Jerusalem se plaint et li pais
author of text

Introduction  EnglishFrançaisDeutsch
Crusade sermons, both in ‘market place and church’ promised indulgence to crusaders, the pardon, and usually summoned potential crusaders to take pity on the plight of Christians compelled to live in lands controlled by Moslems, as in this song. Biting criticism of certain sections of the clergy was another commonplace of such preaching. In 1215 the papal legate Robert Courson called for a crusade in France, as he had been licensed to do, ‘saying foul things about the clergy and misrepresenting their way of life to the people’. His criticisms were so severe that the French King, Philip Augustus, and the French clergy complained to the Holy See.

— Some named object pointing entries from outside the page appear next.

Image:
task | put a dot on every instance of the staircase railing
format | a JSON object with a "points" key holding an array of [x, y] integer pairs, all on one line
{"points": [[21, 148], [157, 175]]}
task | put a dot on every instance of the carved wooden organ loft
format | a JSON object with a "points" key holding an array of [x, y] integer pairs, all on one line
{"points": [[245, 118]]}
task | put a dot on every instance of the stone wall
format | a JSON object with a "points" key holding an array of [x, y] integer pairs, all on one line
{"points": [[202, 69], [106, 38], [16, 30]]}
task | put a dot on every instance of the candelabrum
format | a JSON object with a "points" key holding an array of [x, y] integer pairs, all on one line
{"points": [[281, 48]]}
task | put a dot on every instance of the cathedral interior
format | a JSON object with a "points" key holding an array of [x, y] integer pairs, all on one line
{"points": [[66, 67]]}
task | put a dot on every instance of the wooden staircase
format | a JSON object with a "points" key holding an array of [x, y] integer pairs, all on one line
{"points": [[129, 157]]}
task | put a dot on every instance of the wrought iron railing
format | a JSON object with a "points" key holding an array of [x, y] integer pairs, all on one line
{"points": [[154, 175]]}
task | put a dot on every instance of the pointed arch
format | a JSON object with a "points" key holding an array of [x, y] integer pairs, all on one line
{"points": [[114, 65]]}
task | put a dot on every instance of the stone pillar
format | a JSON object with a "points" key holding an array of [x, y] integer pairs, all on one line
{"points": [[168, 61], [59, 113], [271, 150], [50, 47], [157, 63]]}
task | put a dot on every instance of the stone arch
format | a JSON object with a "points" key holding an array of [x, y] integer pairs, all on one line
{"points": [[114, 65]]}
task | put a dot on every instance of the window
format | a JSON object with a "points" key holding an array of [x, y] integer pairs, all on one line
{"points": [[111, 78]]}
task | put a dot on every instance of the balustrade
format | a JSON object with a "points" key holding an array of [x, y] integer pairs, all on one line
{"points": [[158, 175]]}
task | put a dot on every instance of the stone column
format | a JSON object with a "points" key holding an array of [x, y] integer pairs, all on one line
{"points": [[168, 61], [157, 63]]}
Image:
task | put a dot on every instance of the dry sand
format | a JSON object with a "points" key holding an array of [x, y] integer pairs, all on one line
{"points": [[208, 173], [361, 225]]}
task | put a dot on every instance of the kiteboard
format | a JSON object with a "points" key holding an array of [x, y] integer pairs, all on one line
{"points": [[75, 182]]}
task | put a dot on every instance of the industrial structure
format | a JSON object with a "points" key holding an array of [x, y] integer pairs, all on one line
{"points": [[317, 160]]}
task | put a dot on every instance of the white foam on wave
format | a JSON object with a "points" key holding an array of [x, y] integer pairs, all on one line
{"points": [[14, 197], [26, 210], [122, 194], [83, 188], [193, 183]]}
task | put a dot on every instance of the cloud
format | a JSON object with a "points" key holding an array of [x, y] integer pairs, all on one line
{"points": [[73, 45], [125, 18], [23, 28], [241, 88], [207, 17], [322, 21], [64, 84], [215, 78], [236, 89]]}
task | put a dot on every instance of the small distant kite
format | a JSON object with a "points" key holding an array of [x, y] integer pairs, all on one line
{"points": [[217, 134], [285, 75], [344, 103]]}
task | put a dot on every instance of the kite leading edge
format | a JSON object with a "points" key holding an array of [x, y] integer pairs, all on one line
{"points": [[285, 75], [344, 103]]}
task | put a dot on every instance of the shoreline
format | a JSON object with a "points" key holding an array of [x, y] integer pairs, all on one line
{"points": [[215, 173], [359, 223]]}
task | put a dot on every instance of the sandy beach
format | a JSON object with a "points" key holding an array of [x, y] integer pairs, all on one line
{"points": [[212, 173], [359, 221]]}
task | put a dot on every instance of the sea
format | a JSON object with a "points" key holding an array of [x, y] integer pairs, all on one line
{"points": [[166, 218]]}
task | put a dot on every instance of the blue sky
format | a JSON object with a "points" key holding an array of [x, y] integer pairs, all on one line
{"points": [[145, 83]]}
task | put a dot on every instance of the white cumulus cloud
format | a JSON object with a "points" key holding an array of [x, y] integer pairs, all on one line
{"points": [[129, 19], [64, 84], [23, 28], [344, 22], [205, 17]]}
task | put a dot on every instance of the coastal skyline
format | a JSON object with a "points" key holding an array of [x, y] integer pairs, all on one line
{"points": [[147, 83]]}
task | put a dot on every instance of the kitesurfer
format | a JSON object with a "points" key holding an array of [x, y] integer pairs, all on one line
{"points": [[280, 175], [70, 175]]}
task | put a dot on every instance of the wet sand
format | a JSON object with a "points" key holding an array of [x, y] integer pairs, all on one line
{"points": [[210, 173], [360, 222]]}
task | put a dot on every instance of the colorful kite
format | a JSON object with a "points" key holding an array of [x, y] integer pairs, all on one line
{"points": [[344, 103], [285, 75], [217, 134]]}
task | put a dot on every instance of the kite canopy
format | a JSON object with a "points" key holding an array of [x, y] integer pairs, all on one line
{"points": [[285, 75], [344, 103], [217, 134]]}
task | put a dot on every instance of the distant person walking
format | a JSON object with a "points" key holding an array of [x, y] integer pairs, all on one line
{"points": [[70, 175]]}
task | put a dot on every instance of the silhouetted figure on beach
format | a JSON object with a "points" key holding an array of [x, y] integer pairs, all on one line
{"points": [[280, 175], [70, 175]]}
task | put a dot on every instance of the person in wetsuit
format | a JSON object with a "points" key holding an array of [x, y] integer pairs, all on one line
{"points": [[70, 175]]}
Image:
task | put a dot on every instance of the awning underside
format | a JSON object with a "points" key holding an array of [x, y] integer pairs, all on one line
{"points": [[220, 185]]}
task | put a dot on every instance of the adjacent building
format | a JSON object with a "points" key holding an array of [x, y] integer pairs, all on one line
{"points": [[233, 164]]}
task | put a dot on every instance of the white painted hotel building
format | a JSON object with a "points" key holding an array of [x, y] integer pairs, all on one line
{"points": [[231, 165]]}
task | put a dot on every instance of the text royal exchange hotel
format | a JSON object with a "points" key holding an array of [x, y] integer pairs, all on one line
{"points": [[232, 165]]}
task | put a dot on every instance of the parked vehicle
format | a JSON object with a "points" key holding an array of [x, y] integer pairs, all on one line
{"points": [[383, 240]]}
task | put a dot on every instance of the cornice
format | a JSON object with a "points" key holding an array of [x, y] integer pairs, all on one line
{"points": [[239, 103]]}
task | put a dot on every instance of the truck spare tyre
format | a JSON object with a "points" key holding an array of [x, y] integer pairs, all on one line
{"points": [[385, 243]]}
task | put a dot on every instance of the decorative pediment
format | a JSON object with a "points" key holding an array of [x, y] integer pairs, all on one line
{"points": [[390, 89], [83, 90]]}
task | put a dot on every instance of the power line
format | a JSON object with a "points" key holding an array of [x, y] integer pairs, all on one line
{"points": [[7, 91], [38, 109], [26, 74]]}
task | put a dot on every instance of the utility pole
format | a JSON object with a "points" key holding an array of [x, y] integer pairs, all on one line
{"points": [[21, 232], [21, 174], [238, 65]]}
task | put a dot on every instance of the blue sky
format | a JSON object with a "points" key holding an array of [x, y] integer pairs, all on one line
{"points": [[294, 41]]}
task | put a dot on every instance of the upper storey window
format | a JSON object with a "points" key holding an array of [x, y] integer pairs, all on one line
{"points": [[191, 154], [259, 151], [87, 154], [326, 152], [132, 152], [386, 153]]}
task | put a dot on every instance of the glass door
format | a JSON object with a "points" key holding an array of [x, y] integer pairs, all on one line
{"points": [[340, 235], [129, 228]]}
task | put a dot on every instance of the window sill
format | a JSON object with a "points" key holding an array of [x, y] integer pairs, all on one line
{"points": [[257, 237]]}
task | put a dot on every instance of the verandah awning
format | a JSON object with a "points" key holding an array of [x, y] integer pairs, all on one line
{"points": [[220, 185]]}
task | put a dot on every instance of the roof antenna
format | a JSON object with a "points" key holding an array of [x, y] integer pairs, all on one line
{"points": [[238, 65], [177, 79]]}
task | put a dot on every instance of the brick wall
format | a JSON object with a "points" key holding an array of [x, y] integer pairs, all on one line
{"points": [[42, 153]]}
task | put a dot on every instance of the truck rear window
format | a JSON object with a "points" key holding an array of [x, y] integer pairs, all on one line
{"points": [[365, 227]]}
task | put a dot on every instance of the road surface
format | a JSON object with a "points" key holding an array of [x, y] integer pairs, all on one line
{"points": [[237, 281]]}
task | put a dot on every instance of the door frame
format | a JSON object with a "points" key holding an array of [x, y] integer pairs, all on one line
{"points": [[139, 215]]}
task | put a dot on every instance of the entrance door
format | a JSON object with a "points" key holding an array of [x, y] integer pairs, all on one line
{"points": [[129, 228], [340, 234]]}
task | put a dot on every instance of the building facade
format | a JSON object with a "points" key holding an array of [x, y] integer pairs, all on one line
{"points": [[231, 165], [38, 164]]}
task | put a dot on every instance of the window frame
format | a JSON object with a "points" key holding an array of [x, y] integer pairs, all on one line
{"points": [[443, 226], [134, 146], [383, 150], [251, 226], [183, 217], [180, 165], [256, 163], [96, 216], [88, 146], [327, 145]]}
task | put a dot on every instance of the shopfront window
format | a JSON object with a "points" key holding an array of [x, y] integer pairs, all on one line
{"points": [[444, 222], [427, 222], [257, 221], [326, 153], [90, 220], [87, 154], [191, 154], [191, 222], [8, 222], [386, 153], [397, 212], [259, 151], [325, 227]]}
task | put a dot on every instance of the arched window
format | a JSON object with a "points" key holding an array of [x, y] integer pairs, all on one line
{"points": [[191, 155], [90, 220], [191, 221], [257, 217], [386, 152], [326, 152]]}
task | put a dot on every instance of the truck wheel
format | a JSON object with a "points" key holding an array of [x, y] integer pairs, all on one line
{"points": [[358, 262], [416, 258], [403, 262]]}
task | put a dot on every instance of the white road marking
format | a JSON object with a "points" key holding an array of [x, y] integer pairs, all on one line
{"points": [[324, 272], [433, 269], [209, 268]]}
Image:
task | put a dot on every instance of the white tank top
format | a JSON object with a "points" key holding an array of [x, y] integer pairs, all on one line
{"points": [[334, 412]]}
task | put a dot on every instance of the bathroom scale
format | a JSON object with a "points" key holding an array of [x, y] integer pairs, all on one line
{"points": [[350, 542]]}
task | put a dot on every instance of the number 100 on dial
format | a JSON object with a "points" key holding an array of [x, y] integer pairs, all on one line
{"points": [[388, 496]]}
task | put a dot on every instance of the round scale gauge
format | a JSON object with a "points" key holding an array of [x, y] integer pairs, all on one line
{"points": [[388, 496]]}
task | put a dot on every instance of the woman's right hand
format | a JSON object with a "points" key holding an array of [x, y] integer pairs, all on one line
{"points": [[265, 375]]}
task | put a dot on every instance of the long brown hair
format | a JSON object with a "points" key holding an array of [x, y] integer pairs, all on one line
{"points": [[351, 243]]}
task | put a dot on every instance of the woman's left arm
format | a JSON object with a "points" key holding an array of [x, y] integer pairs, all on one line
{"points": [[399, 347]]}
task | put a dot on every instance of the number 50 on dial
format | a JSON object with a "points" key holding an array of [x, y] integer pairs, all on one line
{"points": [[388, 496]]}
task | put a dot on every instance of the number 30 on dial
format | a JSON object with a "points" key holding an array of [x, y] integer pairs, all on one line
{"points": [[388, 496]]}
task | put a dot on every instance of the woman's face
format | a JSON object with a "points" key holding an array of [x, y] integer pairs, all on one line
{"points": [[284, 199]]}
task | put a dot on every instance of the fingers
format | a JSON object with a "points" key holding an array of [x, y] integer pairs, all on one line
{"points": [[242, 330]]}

Courson’s theme was no doubt that Christendom could not expect God to bless a crusading enterprise unless the clergy were free from all contamination of sin. Whatever the objections to his charges may have been, this argument was universally accepted throughout the crusading period. The wealth and financial dealings of the higher clergy attracted frequent comment; many observed that money could be raised for crusading by reducing the superfluous wealth of churches, by reducing the number of canons in the wealthier chapters and by turning the value of their prebends over to crusading ventures. There were frequent charges of misappropriation of funds. The claim that the clergy have played Ganelon to God’s Roland, refers to the supreme traitor of medieval French literature (see the Song of Roland).